Will Greece default, and does it matter?
Tim Edwards, senior director Investment Strategy at S&P Dow Jones Indices comments on the state of the Greek debt negotiations and the implications of a Greek default.
Once again, Europe’s banking and finance chiefs are hunkered around the negotiating table. The Greek prime minister is optimistic a deal can be reached, the German finance minister dismissive. A debt payment is due; it is two minutes to midnight. The markets are hanging by a thread on the outcome.
Writing the news is getting easy – just cut and paste from the last time a Greek payment was due.
You could be forgiven for assuming nothing has changed, and a deal should be expected in the final hours of the latest crisis. This is at least an empirical approach.
But there are important distinctions to be drawn between the current impasse and previous ones. If Greek equities, Greek bonds and Greek GDP disappeared, it would certainly be a tragedy, but not of epic and globally destructive proportions. And it is more likely that Greece will default precisely because it is now bearable.
It is bearable because the IMF and the European Central Bank now own pretty much every bond on which the Greek government can default. There other holders, but not many of them. By now, each knows the risks.
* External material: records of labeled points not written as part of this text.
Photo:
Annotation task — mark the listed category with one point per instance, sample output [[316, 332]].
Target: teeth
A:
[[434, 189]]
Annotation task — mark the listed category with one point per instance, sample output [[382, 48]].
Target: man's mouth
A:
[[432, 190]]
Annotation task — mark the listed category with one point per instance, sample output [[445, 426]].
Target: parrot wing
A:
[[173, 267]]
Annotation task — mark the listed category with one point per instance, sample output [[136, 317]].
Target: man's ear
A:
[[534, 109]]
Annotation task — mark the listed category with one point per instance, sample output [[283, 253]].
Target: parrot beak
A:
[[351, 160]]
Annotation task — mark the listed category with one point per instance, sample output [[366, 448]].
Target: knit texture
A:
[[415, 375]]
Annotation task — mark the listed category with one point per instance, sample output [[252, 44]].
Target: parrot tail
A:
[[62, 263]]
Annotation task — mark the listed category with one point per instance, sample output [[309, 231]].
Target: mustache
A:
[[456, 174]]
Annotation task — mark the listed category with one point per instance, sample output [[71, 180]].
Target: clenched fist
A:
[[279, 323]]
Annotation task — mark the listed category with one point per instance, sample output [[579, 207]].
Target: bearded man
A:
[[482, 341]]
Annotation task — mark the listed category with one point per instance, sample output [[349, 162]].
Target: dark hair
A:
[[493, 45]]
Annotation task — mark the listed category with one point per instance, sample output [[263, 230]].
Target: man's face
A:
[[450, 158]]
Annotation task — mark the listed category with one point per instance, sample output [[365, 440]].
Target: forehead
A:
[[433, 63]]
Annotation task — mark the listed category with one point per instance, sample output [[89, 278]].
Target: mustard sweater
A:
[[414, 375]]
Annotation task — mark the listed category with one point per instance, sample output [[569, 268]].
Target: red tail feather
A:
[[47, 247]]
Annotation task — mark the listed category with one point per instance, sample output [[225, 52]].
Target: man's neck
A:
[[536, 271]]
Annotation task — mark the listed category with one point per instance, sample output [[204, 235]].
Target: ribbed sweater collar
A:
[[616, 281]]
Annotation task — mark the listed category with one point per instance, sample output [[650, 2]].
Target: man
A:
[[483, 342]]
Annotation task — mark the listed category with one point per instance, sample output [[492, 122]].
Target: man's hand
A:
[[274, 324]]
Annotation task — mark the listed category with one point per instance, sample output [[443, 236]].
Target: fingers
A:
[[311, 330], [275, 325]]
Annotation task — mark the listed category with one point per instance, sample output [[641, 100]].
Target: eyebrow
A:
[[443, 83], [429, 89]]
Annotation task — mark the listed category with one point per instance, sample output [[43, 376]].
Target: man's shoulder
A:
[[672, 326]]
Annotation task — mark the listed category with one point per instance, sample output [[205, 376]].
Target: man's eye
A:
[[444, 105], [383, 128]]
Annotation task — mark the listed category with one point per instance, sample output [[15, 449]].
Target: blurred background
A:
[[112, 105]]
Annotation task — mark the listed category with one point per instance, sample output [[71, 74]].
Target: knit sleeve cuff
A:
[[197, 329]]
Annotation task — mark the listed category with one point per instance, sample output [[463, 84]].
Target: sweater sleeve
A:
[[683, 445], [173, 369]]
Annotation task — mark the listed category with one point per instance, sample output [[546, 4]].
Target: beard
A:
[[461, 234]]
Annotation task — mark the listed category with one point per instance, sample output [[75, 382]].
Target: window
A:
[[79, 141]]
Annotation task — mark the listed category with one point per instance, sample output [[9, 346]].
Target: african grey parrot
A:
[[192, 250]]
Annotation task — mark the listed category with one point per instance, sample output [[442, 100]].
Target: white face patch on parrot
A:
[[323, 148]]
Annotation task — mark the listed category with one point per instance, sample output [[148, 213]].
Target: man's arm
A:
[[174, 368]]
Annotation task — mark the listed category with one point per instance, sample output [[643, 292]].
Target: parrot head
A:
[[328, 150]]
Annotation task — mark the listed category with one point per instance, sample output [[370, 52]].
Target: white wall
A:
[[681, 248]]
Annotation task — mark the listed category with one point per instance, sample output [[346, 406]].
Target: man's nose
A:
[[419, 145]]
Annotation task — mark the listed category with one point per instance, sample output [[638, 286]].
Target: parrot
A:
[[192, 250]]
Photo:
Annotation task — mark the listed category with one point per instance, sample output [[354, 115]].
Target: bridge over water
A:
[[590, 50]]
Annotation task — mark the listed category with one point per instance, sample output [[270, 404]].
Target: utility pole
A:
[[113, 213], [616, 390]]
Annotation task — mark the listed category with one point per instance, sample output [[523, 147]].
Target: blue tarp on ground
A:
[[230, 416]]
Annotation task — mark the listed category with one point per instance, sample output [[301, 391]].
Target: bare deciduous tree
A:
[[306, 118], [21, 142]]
It is bearable because, while Europe’s equity markets as a whole amount to €10trn, our broad-based equity index for the region, the S&P Greece BMI, comprises just 39 stocks with a combined free-float market capitalization of €19.7bn – about two one-thousandths of the former.
It is bearable because the GDP of Greece is now less than 1.5% of Europe’s – an amount otherwise sufficient to distinguish a great quarter of growth from a one of mild disappointment.
Of course, the risks of a Greek default have always been in the unknowable, the fall in confidence, the “contagion” — the secondary consequences. And it is in this respect that the world is different. Europe’s economy overall is growing again, and is more immune to shock. The majority of the region’s banks have completed stress tests in 2014 that, unlike the 2011 equivalents, explicitly tested robustness in the event of a default by Greece’s government. The financial markets have had ample time to prepare for downstream effects. Most importantly, the economies and markets viewed as most likely to suffer from contagion — Ireland, Italy, Portugal and, to a lesser extent, Spain – are looking much healthier. It is harder to see the next domino to fall.
In short, a Greek default looks more palatable today than at any point since this crisis began. And that is important precisely because political forces are at the heart of negotiations. If a default is more economically bearable, it is more politically feasible.
Europe does not want Greece to default, but it is a balance. The scales are now differently tipped. The Greek government does not wish to default either. But they were elected to renegotiate the terms of the current bailout agreements, remain in the euro currency block and to “end austerity”. If not all of those objectives can be achieved, they may well see the last objective as paramount. If a last minute deal is found, our headline can be put back into storage to be ready for the next crisis.
Thus characterized: a Greek default might indeed occur, but only if it doesn’t really matter.